Hacker News new | past | comments | ask | show | jobs | submit login
Going Serverless: AWS and Compelling Science Fiction (compellingsciencefiction.com)
96 points by mojoe on Nov 11, 2016 | hide | past | favorite | 56 comments

The biggest pain for me in managing a system is handling all of the service configurations; making sure the ACLs are in place, that the configuration files are all in the right place and in the correct format.

Serverless isn't saving me any of that pain. I still have to configure ACLs for everything, web folders in S3, ensure that my backend isn't hitting any concurrency or timeout limits, ensure that all of my routes are set up properly in the API gateway, that my DB queries are properly tuned and that someone is watching that DB...

All it's really buying me is not having to write Ansible scripts, but instead I have to write CloudFormation templates. Sure, I have to think about maintenance and troubleshooting less, but when I do have to do troubleshooting, I'm for a long, frustrating day.

As easy as it is to create VMs anymore, the serverless story is nowhere near as compelling as it should be. It makes the easy things easier, and the hard things really f'ing hard.

Concrete example: I wanted to just store the contents of a github webhook post in S3, after verifying the hashed secret. Should be a simple case of wiring together the API gateway to S3, right?

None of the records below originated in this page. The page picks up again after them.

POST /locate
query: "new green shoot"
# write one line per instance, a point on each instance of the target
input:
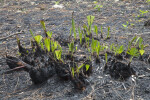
(90, 20)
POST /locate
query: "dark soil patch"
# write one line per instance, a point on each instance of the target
(40, 78)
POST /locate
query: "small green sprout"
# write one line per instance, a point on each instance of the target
(133, 52)
(118, 50)
(80, 35)
(78, 68)
(96, 30)
(73, 27)
(148, 1)
(87, 67)
(71, 47)
(76, 47)
(43, 24)
(87, 39)
(112, 47)
(56, 2)
(108, 32)
(32, 33)
(125, 25)
(58, 54)
(38, 38)
(93, 45)
(106, 59)
(49, 34)
(73, 72)
(53, 45)
(141, 52)
(90, 20)
(131, 42)
(101, 31)
(142, 12)
(98, 49)
(47, 44)
(98, 7)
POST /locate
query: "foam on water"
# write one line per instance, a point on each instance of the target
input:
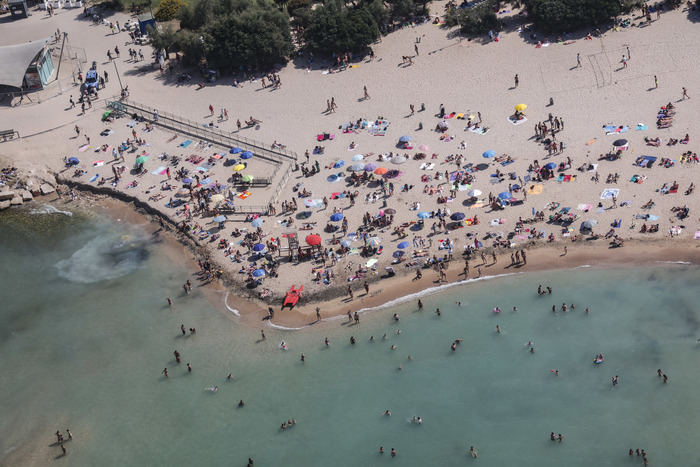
(44, 209)
(103, 258)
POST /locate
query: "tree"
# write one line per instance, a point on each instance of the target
(475, 20)
(161, 37)
(336, 29)
(569, 15)
(167, 10)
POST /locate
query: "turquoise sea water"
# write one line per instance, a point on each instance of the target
(86, 331)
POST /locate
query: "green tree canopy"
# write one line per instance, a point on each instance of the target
(569, 15)
(336, 29)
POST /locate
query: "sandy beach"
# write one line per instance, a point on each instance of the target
(470, 77)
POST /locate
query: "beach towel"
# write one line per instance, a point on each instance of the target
(517, 122)
(535, 189)
(608, 193)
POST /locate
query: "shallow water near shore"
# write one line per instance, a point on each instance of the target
(86, 332)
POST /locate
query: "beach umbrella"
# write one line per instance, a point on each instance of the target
(259, 273)
(589, 224)
(313, 240)
(393, 174)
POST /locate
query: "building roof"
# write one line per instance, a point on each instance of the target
(16, 59)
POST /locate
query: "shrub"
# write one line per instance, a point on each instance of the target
(167, 10)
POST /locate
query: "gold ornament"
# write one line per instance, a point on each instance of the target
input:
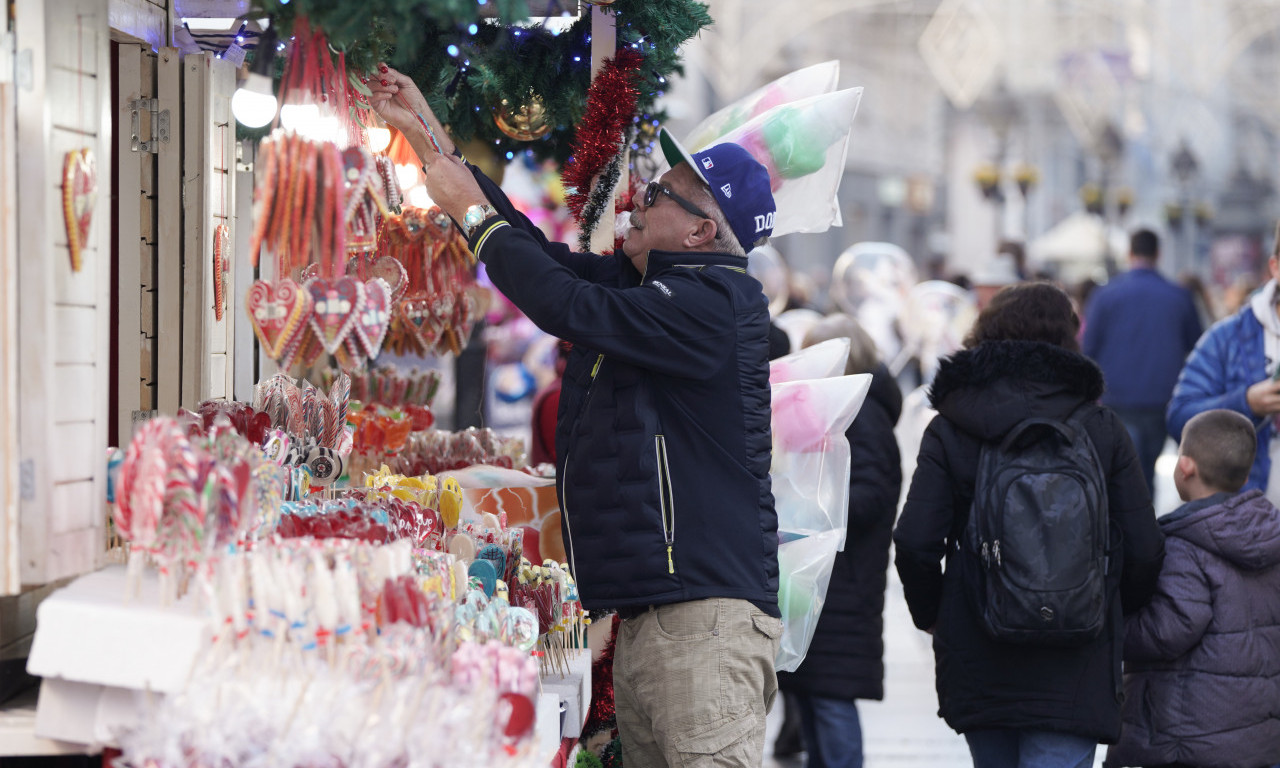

First bug: You can't test an API Gateway -> S3 connection if they are both in the same region. Known issue from back in 2014.

First hurdle: You can't pass the contents of a post to an auth hook in API gateway, just a single header value. That means I can't use the API Gateway authentication hook for this purpose; github creates a HMAC hash of the post contents.

Second hurdle: Finding the proper Velocity Template Language function (and its location in Amazon's custom libraries) to escape the JSON from the webhook body so I could pass it on to a lambda function. It's '$util.escapeJavaScript($input.body)' by the way. You're welcome.

By this point, I was wishing I had just set up a t2.tiny server running flask.

Let's talk about serverless/lambda/FaaS for a minute:

I'm currently working on a side project (which if successful can easily be a product in itself) to create a service that would be the Digital Ocean of FaaS (lots of talk - I understand).

What would be the core features that devs/users/managers are looking for? (something you downright expect for v1 that would compel you to put the service to use for development/production)

Currently some of the items top of my list (in no particular order) are:

* API development (like AWS's APIG)

* Support for more languages by default

* Ability for users to a custom defined language easily

* Creation of an opinionated framework / workflow for FaaS development (you don't need to do this if you don't want to...but FaaS first apps would be done better/easier this way)

* Rewriting common products (Wordpress, Ghost, Jekyll etc.) for to be served via FaaS.

Things I don't want to work on (or would prefer to not jump into):

* Storage service (S3 alternatives)

* Databases (there are so many out there...building a cloud is hard, building a database is even more so)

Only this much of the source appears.